Functionally simple. Architecturally serious.
graph TD
subgraph External["External Traffic"]
Browser([Browser])
end
subgraph Frontend["Frontend"]
Dashboard["dashboard\n:3001\nNext.js App Router"]
end
subgraph Gateway["API Gateway"]
Kong["Kong\n:8000 proxy\n:8001 admin"]
end
subgraph Broker["Message Brokers"]
Kafka["Kafka KRaft\n:9092\nonchain.events\nonchain.health"]
RabbitMQ["RabbitMQ\n:5672 / :15672\nexchange: onchain.alerts\n(topic)"]
end
subgraph DataStore["Data Store"]
Redis["Redis\n:6379"]
end
subgraph Services["Go Microservices"]
Collector["collector\n:8081\nDeFi event producer"]
Analyzer["analyzer\n:8082\nHealth score computation"]

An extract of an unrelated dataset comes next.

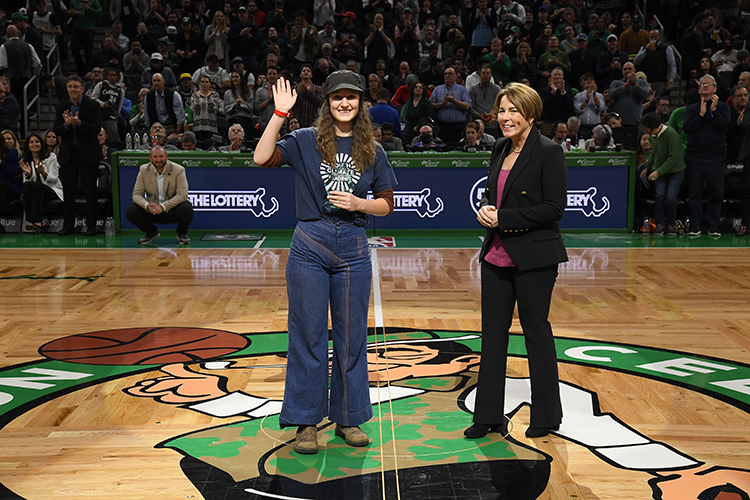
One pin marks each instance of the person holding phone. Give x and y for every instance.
(336, 162)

Notifier["notifier\n:8083\nAlert engine"]
API["api\n:8080\nREST API"]
Subscription["subscription\n:8084\nUser subscriptions + WebSocket"]
end
subgraph Observability["Observability Stack"]
Prometheus["Prometheus\n:9090"]
Grafana["Grafana\n:3000"]
OtelCollector["OTel Collector\n:4317"]
Jaeger["Jaeger\n:16686"]
end
subgraph Docs["API Docs"]
Swagger["Swagger UI\n:8090"]
end
Browser -->|"HTTP :3001"| Dashboard
Dashboard -->|"server-side proxy"| API
Dashboard -->|"server-side proxy"| Subscription
Browser -->|"WebSocket :8084"| Subscription
Browser -->|"HTTP :8000"| Kong
Kong -->|"proxy"| API
Kong -->|"/swagger"| Swagger
Collector -->|"publish DeFiEvent"| Kafka
Kafka -->|"consume DeFiEvent\nanalyzer-group"| Analyzer
Analyzer -->|"publish HealthEvent"| Kafka
Kafka -->|"consume HealthEvent\nnotifier-group"| Notifier
Kafka -->|"consume HealthEvent\napi-group"| API
Notifier -->|"lookup subscriptions"| Redis
Notifier -->|"route per-user alert"| RabbitMQ
RabbitMQ -->|"deliver alert"| Subscription
Subscription <-->|"subscription CRUD"| Redis
Collector -->|"OTLP gRPC"| OtelCollector
Analyzer -->|"OTLP gRPC"| OtelCollector
OtelCollector -->|"OTLP"| Jaeger
Prometheus -->|"scrape /metrics"| Collector
Prometheus -->|"scrape /metrics"| Analyzer
Prometheus -->|"scrape /metrics"| Notifier
Prometheus -->|"scrape /metrics"| API
Prometheus -->|"scrape /metrics"| Kong
Grafana -->|"PromQL"| Prometheus
Grafana -->|"traces"| Jaeger
sequenceDiagram
participant C as collector
participant KE as Kafka onchain.events
participant A as analyzer
participant KH as Kafka onchain.health
participant N as notifier
participant R as Redis
participant RMQ as RabbitMQ onchain.alerts
participant SUB as subscription
participant WS as WebSocket Client
participant DASH as dashboard
participant API as api
participant K as Kong
participant P as Prometheus
participant CL as Browser
loop Every 2s per protocol
C->>C: Generate DeFiEvent (price, TVL, event_type)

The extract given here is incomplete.